The Cost of Pain Suffering from Crime in Canada

6. Concluding Remarks

The major goal of this study is to estimate the cost of the pain and suffering borne by crime victims for different types of crime, including homicide, assault, sexual offences, robbery, breaking and entering, motor vehicle theft, non-vehicle theft, vandalism, drug offences, and Criminal Code traffic offences. The methodology developed in this study proposed that an estimation of the cost of pain and suffering requires information on the number of incidents for each type of crime, the proportion of victims feeling worried about safety, and the value of perceived and actual mental distress as a result of the crime experience.

For the purpose of the present study, information on the number of crime incidents was obtained from police statistics recorded in the UCR and from the GSS on victimization. There were limitations with both of these data sources.
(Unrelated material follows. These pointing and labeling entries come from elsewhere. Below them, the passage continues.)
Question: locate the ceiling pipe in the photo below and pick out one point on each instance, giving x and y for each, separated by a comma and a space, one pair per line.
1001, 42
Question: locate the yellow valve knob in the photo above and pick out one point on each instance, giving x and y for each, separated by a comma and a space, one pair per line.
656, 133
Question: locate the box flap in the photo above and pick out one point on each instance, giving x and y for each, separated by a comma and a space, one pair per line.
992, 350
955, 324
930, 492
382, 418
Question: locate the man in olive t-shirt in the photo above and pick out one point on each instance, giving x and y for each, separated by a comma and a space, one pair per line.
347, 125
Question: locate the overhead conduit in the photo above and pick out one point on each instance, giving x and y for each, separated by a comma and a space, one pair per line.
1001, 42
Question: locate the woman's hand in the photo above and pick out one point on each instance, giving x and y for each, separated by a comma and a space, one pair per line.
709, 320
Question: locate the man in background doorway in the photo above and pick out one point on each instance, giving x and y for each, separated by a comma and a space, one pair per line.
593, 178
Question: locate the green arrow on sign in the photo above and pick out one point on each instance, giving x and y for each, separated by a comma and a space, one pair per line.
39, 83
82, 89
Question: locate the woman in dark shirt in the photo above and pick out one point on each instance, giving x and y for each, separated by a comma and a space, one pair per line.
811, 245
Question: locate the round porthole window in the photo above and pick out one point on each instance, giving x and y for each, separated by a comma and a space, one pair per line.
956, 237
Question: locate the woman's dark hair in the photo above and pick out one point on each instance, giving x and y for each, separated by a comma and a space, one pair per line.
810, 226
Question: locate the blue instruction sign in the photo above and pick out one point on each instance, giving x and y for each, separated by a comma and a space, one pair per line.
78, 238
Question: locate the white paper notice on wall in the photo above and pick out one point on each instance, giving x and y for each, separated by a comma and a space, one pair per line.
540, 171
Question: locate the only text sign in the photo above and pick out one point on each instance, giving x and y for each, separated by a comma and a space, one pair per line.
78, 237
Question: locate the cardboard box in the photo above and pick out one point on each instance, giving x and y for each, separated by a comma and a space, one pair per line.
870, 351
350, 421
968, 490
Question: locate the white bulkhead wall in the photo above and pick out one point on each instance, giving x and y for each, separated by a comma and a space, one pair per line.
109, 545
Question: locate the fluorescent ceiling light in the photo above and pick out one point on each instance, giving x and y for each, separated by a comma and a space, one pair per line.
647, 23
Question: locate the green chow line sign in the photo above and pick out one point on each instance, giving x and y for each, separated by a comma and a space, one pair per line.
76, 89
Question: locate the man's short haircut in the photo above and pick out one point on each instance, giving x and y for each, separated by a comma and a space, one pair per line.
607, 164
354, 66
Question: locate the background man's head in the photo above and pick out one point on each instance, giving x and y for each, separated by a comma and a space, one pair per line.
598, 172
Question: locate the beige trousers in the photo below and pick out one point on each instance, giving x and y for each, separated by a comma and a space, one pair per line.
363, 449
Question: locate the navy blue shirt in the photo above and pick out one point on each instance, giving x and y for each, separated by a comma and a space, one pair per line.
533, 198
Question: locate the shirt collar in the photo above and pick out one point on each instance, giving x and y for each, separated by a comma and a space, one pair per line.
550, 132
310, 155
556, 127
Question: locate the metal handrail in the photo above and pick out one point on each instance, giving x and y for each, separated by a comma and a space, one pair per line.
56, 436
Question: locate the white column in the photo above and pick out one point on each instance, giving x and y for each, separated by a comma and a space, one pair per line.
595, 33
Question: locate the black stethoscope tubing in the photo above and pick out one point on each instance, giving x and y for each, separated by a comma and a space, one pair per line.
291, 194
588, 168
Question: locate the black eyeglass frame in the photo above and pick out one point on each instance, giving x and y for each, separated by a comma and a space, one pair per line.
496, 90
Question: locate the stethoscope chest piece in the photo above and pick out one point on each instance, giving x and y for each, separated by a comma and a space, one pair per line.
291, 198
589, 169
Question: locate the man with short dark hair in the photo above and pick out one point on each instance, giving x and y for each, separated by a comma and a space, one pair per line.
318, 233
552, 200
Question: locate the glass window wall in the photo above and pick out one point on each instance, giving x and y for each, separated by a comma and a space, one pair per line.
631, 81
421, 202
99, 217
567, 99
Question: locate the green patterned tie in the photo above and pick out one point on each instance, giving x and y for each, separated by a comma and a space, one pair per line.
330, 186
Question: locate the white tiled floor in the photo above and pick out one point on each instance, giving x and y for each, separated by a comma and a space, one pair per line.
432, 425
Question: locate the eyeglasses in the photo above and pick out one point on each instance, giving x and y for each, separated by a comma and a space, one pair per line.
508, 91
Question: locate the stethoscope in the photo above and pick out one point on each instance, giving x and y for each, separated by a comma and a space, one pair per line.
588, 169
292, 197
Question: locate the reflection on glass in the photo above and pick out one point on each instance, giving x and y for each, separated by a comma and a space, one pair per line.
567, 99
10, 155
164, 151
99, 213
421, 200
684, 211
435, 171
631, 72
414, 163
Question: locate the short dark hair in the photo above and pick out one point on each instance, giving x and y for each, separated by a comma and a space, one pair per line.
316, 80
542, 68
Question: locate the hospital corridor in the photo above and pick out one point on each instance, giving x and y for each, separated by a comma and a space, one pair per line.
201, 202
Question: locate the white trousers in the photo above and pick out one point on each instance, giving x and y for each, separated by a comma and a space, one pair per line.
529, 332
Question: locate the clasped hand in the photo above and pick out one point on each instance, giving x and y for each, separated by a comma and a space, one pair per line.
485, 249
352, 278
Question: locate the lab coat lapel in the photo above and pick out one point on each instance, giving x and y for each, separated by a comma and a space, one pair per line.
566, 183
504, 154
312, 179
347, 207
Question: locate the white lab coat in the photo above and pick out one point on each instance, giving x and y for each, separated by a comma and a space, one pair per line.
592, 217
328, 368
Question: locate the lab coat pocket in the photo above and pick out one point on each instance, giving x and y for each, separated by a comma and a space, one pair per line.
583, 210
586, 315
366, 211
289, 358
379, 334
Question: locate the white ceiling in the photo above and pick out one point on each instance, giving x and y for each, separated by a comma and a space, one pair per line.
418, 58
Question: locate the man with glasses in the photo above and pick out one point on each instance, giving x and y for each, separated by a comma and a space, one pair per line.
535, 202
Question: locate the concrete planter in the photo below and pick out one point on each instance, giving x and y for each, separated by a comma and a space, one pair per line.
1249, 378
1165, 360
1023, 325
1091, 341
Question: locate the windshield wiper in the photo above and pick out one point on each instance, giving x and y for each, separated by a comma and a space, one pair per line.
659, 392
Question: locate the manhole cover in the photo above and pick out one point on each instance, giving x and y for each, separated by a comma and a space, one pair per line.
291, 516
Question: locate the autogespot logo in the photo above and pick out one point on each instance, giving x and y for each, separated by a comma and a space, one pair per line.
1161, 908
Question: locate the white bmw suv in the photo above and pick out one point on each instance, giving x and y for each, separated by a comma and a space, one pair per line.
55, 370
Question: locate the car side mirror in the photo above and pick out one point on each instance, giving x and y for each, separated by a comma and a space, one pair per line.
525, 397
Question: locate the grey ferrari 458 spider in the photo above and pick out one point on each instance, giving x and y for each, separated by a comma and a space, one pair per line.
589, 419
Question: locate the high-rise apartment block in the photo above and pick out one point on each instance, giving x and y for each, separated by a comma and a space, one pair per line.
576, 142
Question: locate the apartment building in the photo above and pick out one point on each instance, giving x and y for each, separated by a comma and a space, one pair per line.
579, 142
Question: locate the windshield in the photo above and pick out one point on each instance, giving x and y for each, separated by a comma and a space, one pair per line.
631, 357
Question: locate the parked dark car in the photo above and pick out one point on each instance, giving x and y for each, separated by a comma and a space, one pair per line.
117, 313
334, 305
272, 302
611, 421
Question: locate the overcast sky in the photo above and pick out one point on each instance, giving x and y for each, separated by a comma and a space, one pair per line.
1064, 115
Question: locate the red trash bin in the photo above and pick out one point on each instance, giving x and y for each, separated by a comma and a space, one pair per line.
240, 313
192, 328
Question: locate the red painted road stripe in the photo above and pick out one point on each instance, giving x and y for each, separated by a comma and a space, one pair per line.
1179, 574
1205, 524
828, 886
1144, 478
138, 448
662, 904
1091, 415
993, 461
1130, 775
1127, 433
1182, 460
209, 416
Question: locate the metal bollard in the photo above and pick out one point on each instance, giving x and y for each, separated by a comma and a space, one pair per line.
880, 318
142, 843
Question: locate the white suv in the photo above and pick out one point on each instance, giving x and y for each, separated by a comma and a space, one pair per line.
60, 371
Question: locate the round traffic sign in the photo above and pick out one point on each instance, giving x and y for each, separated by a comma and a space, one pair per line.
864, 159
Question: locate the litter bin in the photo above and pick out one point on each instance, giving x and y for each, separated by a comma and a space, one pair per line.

While police statistics tend to underestimate the actual number of crime incidents due to underreporting and police resource constraints, information obtained from victimization surveys such as the GSS may present sample selection problems which can bias the estimation. For the proportion of victims feeling worried about safety, information from the GSS about victims' perceptions regarding personal safety was used. With regard to the average cost of pain and suffering, estimates from previous literature were used as the guideline. The implicit average value of human life based on non-fatal injuries was estimated to be $72,000. For fatal injuries, it was estimated to be between $4.1 million to $9.6 million.

The estimated costs of pain and suffering for crime victims were shown to be much higher when the calculation was based on information from the GSS on victimization than when it was based on police statistics. The more conservative estimates were obtained based on the assumption that the fear experienced by crime victims did not entail life threatening injuries. The estimated cost of pain and suffering from all crimes, based on non-fatal injuries, was $35.83 billion using the GSS data, compared to $9.83 billion using police-reported statistics. The estimated cost of pain and suffering from violent crimes, based on non-fatal injuries, was $20.43 billion using the GSS data and $5.84 billion using police-reported statistics. For property crimes, based on non-fatal injuries, it was $15.04 billion using the GSS data and $3.63 billion using police-reported statistics.

This study provides preliminary estimates of the cost of pain and suffering from different types of crime. Lack of available data, however, continues to be a major constraint encountered in this kind of analysis. The questions on safety in the GSS, for example, did not ask survey participants whether their worries about personal safety included worries about the loss of life. Logically, victims of violent crimes are more likely to be worried about life-threatening injuries than victims of other crimes. Victimization surveys with more carefully designed survey questions could lead to more precise estimations of the cost of pain and suffering.

The present study provides estimates of the cost of the pain and suffering of crime victims. The existence of crime, especially violent crime, is likely to instill fear in the general population as a whole. This implies that the total crime bill would be much larger if the fear of the general population were taken into account. Information from the GSS does not provide precise enough details to allow such additional costs to be estimated. To include an estimation of the cost of the pain and suffering resulting from each type of crime and borne by individuals who are not crime victims, specific questions would have to be included in the survey on whether an individual finds their personal safety at risk from a specific type of crime. Such information is not made available by the GSS on victimization.

In general, an estimation of the cost of the pain and suffering of crime victims requires precise information from a carefully designed victimization survey. Now that a methodology to estimate such cost has been developed, more effort should be devoted to designing better surveys that will lead to more precise cost estimates for various types of crime.